7. Don’t ignore lazy queues

Use lazy queues to achieve predictable performance or if you have large queues. With lazy queues, the messages go straight to disk, thereby minimizing the RAM usage, though throughput will be lower. Lazy queues create a more stable cluster, with more predictable performance. Your messages will not, without a warning, get flushed to disk.

8. Limit queue size with TTL or max-length, if possible

Applications that get hit by spikes of messages, and where throughput is a priority, set a max-length on the queue. This keeps the queue short by discarding messages from the head of the queues so that it’s never larger than the max-length setting.

9. Use multiple queues and consumers.

Achieve better throughput on a multi-core system with multiple queues and consumers. You will achieve optimal throughput if you have as many queues as cores on the underlying node(s).

10. Persistent messages and durable queues for a message to survive a server restart

If you cannot afford to lose any messages, make sure that your queue is declared as “durable” and your messages are sent with delivery mode “persistent” (delivery_mode=2).
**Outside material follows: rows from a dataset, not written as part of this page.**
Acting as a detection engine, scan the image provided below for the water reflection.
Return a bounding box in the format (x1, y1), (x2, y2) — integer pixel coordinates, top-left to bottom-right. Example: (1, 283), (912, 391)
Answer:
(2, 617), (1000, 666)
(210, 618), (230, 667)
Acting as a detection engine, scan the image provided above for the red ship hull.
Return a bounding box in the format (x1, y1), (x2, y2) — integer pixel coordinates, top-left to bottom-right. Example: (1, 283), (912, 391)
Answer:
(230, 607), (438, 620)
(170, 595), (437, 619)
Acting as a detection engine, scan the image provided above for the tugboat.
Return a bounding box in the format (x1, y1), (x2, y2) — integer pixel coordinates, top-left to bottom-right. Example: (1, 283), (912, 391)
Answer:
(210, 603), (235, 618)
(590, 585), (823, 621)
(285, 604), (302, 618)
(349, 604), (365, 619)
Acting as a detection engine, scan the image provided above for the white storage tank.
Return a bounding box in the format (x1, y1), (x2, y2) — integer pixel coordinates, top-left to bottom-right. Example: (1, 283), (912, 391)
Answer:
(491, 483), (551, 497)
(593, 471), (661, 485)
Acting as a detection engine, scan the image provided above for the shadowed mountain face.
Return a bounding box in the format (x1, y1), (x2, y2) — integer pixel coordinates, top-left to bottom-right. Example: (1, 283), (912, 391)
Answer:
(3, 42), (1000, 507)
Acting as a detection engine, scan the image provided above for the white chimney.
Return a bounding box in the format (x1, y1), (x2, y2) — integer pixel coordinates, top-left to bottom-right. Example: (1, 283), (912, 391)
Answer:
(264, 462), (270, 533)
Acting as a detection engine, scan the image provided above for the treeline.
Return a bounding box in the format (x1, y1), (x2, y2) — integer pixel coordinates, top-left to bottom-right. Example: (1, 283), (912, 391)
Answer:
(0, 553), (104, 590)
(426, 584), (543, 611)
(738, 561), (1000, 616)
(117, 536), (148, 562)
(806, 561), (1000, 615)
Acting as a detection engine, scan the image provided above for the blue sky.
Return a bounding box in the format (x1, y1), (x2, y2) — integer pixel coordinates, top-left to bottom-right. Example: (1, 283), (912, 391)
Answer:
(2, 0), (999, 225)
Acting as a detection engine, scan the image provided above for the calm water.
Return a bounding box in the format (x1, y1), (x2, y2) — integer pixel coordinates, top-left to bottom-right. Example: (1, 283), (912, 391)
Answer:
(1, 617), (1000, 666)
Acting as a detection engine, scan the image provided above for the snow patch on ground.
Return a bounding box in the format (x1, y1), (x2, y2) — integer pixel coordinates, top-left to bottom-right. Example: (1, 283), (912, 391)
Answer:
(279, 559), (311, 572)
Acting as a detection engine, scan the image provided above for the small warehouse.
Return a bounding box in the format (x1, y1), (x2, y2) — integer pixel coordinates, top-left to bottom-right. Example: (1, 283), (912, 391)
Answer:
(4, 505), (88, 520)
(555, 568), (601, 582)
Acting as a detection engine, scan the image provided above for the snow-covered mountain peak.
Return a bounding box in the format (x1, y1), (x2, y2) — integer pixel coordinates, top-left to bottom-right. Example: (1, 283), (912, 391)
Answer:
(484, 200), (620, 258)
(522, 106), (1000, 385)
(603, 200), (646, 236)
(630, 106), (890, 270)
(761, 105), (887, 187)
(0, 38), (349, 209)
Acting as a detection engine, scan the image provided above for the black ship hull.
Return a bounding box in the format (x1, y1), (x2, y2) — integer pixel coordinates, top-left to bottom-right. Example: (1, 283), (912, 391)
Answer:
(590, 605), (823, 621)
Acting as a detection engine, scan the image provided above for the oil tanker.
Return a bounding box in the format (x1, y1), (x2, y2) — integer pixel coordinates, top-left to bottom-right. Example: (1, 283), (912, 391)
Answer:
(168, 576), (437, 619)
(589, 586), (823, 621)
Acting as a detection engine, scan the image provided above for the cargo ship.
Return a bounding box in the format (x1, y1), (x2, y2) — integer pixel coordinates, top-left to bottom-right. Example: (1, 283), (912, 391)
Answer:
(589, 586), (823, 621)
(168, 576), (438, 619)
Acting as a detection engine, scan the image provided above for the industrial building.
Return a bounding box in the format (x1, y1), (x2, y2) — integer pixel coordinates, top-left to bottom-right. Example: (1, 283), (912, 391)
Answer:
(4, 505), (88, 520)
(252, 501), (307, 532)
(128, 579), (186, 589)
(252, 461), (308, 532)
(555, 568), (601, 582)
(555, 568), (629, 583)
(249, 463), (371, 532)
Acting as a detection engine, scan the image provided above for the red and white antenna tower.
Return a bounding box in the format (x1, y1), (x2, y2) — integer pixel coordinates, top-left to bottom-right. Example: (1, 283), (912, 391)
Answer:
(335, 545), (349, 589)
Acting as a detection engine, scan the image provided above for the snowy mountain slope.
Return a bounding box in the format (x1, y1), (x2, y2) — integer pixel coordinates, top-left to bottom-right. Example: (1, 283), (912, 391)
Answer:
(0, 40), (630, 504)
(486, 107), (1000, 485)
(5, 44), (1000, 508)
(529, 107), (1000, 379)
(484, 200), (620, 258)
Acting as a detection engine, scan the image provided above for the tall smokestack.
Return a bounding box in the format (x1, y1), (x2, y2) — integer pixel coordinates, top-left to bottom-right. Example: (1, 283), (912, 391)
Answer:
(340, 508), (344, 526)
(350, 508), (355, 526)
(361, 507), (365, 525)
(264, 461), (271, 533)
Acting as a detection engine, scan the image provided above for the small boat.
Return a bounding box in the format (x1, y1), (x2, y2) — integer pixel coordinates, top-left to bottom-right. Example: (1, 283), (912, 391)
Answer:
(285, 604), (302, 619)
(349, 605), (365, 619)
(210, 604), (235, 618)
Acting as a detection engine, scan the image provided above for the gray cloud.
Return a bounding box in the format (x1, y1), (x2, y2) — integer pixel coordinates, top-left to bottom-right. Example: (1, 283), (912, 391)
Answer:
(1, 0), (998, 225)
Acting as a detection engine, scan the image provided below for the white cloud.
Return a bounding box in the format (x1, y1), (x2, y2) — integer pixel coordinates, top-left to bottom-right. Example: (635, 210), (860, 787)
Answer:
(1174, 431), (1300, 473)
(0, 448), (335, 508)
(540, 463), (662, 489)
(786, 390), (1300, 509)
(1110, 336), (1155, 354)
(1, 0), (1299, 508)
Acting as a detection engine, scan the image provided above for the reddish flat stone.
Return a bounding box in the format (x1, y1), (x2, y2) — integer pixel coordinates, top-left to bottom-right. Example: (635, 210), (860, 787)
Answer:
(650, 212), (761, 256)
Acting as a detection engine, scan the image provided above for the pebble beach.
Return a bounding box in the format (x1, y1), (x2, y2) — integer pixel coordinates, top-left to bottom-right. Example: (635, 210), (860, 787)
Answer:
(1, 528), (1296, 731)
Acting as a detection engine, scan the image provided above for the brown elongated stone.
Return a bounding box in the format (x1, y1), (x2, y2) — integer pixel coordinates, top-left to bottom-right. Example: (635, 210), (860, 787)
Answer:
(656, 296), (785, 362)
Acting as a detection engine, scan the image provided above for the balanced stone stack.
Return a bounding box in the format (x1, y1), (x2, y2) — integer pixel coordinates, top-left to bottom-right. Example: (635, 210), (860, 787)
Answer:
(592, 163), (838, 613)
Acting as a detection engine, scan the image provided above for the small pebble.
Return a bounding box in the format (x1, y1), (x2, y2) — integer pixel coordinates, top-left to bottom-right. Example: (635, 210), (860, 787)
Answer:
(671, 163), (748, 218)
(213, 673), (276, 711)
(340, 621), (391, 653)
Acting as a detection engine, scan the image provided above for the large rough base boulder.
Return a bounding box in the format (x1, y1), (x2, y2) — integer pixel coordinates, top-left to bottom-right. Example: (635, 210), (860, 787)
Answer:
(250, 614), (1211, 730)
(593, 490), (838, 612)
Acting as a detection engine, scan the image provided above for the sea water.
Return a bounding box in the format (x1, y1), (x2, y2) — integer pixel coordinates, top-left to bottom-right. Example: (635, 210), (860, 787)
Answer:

For high throughput send transient messages to non-lazy queues.

11. Split your queues over different cores.

Queue performance is limited to one CPU core. You will, therefore, get better performance if you split your queues into different cores, and also into different nodes if you have a RabbitMQ cluster.

12. Consume (push), don’t poll (pull) for messages.

Make sure that your consumer consumes messages from the queue instead of using basic get actions.

13. Missing a High Availability policy while creating a new vhost on a cluster.

When you create a new vhost on a cluster, don’t forget to enable an HA-policy for that vhost (even if you don’t have an HA setup, you will need it for plan changes when using classic mirrored queue). Messages will not be synced between nodes without an HA policy.

Conclusion

RabbitMq has its personal user management for authentication and authorization. it can be done with management UI or with console command tools called rabbitmqctl. It's better for us to understand those commands to implement RabbitMq with better security control. Also, there is some situation we must avoid when designing our architecture so make sure to review it.